Arbeiten durfte die Chirurgin, die selbst Nachwuchsärzte ausgebildet hat, lange Zeit nicht. "Unsere Papiere waren auf Arabisch, man existiert praktisch nicht." Mit 75 Euro Taschengeld pro Woche kamen Mutter und Tochter anfangs gut aus – doch davon mussten sie auch essenzielle Dinge wie die Jahreskarte für die Öffis ("Unsere einzige Möglichkeit unsere neue Umwelt kennenzulernen") oder den Deutschkurs selbst bezahlen. Umymas Ziel war lange ihre Anerkennung als Ärztin in Österreich – "inzwischen ist meine Arbeit gegen Genitalverstümmelung aber wichtiger geworden."

Manochehr Shahabi, 50, Iran

"Ich lebe hier, aber ich fühle mich nicht zu Hause", sagt Manochehr, der seine Heimat vor 27 Jahren verlassen musste, weil sein Leben aufgrund seiner politischen Überzeugung in Gefahr war. In Österreich studierte er Pharmazie, arbeitete in der Krebsforschung. Außerdem studierte er Malerei und verarbeitete seine traumatischen Erlebnisse in Bildern.

"Berufung in der neuen Heimat gefunden"
Als 14-Jähriger erlebte Manochehr den Sturz des Schahs – wenig später begann das neue Regime Andersdenkende zu verfolgen. Im Alter von 19 Jahren landete er für drei Jahre im Gefängnis, weil er sich an linken Gruppen beteiligte, die sich für Freiheit und Demokratie einsetzten. Tausende wurden damals hingerichtet – auch viele seiner Weggefährten. "Jeder Tag ist vom Druck bestimmt, ob man überlebt oder nicht."
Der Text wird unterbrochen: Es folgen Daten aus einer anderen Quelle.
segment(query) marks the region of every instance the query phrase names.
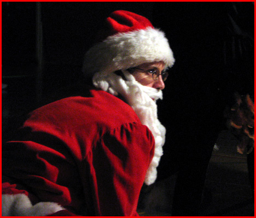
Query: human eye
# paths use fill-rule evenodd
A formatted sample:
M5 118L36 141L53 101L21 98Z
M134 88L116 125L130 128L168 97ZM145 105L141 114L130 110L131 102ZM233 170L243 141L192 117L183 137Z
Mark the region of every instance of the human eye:
M149 70L147 70L147 72L149 74L157 74L157 70L154 69L150 69Z

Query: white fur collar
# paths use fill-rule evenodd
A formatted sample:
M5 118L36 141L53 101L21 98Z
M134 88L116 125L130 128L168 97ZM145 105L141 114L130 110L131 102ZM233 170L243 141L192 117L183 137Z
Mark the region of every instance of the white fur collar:
M123 72L127 81L114 72L108 75L96 73L92 80L96 87L114 95L121 95L135 111L142 123L152 131L155 138L155 154L144 180L149 185L156 179L156 167L162 155L162 147L165 140L166 130L158 119L156 104L157 99L162 98L162 92L141 85L127 71L124 70Z

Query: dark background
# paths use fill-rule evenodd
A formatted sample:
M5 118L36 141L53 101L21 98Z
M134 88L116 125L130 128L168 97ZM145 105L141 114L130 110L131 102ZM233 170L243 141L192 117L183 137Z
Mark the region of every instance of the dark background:
M202 186L217 136L225 128L226 106L235 92L254 99L254 3L2 4L3 140L24 114L81 77L84 54L104 19L115 10L130 10L166 33L176 59L159 102L167 134L158 179L183 168L181 180L190 173L197 178L191 184Z

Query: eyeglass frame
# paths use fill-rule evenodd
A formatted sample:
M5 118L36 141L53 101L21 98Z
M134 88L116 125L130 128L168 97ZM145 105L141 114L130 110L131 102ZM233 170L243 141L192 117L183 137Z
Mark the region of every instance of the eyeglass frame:
M159 78L159 76L160 75L162 75L162 73L165 73L165 74L166 74L166 77L163 77L162 76L162 81L164 82L165 82L167 77L168 77L168 76L169 75L169 74L168 73L168 71L163 71L162 72L162 73L161 74L160 72L160 70L158 70L158 69L154 69L154 70L155 70L155 72L159 72L159 74L156 74L156 77L155 77L155 78L154 79L153 76L154 76L154 75L155 75L155 72L149 72L149 71L152 71L152 69L148 69L148 70L144 70L143 69L141 69L141 68L136 68L136 67L134 67L134 68L129 68L127 69L127 70L128 70L129 71L131 71L133 69L136 69L136 70L141 70L142 71L144 71L144 72L147 72L149 74L151 74L151 76L152 76L152 79L153 80L153 81L157 81Z

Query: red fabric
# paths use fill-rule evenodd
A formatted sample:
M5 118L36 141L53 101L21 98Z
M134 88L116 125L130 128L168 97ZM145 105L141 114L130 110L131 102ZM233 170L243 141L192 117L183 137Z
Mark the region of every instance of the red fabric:
M137 216L153 137L124 102L104 91L91 94L31 113L19 138L3 146L2 172L10 178L3 181L77 214Z
M97 41L100 41L107 37L119 33L126 33L148 27L154 28L147 18L125 10L117 10L110 14L107 19L105 27L97 36Z
M3 183L2 184L2 195L16 195L16 194L24 194L27 196L28 196L28 193L25 190L22 190L16 189L16 184L11 185L9 183Z

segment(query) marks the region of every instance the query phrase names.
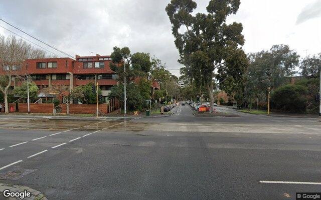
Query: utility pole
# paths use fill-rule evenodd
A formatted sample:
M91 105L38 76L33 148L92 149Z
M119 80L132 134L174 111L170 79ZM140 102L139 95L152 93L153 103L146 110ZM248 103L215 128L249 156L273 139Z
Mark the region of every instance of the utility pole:
M124 60L124 116L126 116L126 60Z
M98 118L98 82L96 83L96 118Z
M269 87L269 94L268 94L267 114L270 114L270 87Z
M27 76L27 93L28 96L27 102L28 104L28 114L30 114L30 102L29 100L29 76L28 75Z

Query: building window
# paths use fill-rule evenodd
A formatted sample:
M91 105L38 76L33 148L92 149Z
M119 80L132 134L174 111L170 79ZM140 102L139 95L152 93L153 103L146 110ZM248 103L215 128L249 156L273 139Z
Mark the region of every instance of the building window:
M113 86L100 86L100 90L110 90L110 88Z
M75 78L77 80L94 80L95 76L90 75L76 75Z
M92 62L83 62L83 66L84 68L92 68Z
M56 74L56 80L66 80L67 78L66 74Z
M48 62L47 68L57 68L57 62Z
M48 76L46 74L32 75L31 80L47 80Z
M105 62L95 62L95 68L104 68Z
M37 68L46 68L46 62L37 62Z

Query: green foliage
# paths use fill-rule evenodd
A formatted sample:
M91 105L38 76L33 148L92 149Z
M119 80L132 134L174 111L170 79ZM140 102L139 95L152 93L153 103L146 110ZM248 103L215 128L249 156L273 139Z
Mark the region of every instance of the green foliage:
M305 112L311 114L316 114L319 112L319 102L315 102L314 96L319 92L319 78L302 79L295 82L295 84L303 86L307 88Z
M73 94L74 98L77 98L78 100L83 104L96 104L97 96L96 92L93 92L92 86L94 85L93 82L88 82L85 86L79 86L74 88ZM98 94L101 94L101 91L98 88ZM102 102L99 102L99 104Z
M126 64L126 81L131 82L141 77L147 77L150 70L151 62L148 54L136 52L133 54L129 48L124 47L120 48L115 46L111 57L112 62L110 68L118 75L119 82L124 82L124 64Z
M311 76L318 78L320 76L321 69L321 53L312 56L307 56L301 62L300 64L301 70L301 74L305 77Z
M207 14L195 16L192 14L197 4L192 0L172 0L166 7L180 52L179 61L185 66L181 72L197 88L207 90L212 108L214 78L222 84L220 88L232 92L240 84L247 67L245 54L239 48L244 43L242 24L226 23L227 17L235 14L239 4L239 0L211 0Z
M269 86L273 90L289 82L298 66L299 57L288 46L283 44L250 54L250 66L244 76L245 100L252 102L258 98L265 102Z
M24 82L21 86L16 86L14 89L14 94L21 98L28 98L28 82ZM34 82L29 82L29 98L31 102L34 102L38 99L39 88Z
M220 101L220 104L222 104L224 103L225 102L225 101L224 100L224 99L223 98L221 97L220 98L220 100L219 100Z
M126 95L127 98L127 106L129 110L134 110L141 108L143 106L143 98L139 92L139 87L134 83L126 86ZM123 108L124 104L124 85L119 84L113 86L110 88L110 92L108 94L108 99L117 98L119 104Z
M305 111L308 90L299 84L288 84L281 86L272 94L272 99L277 108L284 111Z
M52 103L54 104L54 106L56 107L60 104L60 102L57 98L54 98L52 101Z

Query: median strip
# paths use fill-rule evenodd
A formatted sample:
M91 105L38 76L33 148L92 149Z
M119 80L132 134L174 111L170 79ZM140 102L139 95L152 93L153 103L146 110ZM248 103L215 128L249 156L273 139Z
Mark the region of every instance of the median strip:
M54 135L55 135L55 134L61 134L61 132L57 132L57 134L50 134L50 135L49 135L49 136L54 136Z
M53 147L52 147L52 148L56 148L56 147L58 147L58 146L63 146L63 145L64 145L64 144L67 144L67 143L66 143L66 142L65 142L65 143L63 143L63 144L59 144L59 145L57 145L57 146L53 146Z
M73 141L75 141L75 140L76 140L80 139L80 138L75 138L75 139L74 139L74 140L71 140L70 141L69 141L69 142L73 142Z
M260 182L261 182L261 184L321 184L321 182L295 182L260 180Z
M33 140L33 141L35 141L35 140L38 140L42 139L43 138L47 138L47 136L45 136L44 137L42 137L42 138L36 138L36 139L34 139L34 140Z
M27 157L27 158L32 158L32 157L33 157L33 156L37 156L37 155L39 155L39 154L42 154L42 153L43 153L43 152L47 152L47 150L43 150L43 151L42 151L42 152L39 152L39 153L37 153L37 154L34 154L33 155L32 155L32 156L28 156L28 157Z
M12 163L11 164L9 164L7 165L7 166L3 166L2 168L0 168L0 170L3 170L3 169L4 169L4 168L8 168L8 166L13 166L14 164L17 164L17 163L18 163L18 162L22 162L22 160L18 160L18 161L17 161L17 162L13 162L13 163Z
M85 134L85 136L82 136L83 137L85 137L85 136L89 136L89 135L90 135L91 134Z
M18 146L18 145L24 144L27 143L27 142L24 142L19 143L19 144L15 144L15 145L12 145L11 146L10 146L9 147L14 147L14 146Z

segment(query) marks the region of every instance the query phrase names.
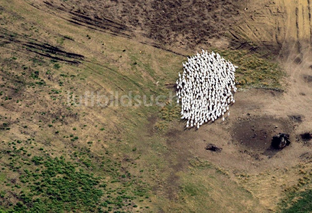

Mit seinen Bildern hält er diese Erlebnisse am Leben. "Es ist lange her, aber es ist für mich wie gestern. Man versucht diese Zeit belebt zu halten, damit sie nicht vergessen wird." Eine Aufarbeitung sei unter der jetzigen Regierung nicht möglich. Akribisch hat Manochehr deshalb all die Namen seiner getöteten Mitstreiter in seinen Bildern verewigt. "Bei Ausstellungen haben Iraner, die Familie und Freunde verloren haben, diese Namen auf meinen Bildern entdeckt und wollten sie einfach nur berühren."

Seine wissenschaftliche Karriere hat er inzwischen aufgegeben, um sich ganz dem Völkerverständnis und der Unterstützung von Migranten zu widmen. Bei Workshops in Schulen sind Jugendliche erstaunt über Erzählungen, wie er in ihrem Alter sein Leben für seine Überzeugungen riskiert hat.

"Im Iran kann man für ein Flugblatt ins Gefängnis gesteckt werden – hier kann ich frei und kritisch sein." Das zeigte er auch unter der schwarz-blauen Regierung, als er für die Donnerstags-Demos einen überdimensionalen trojanischen Esel fertigte.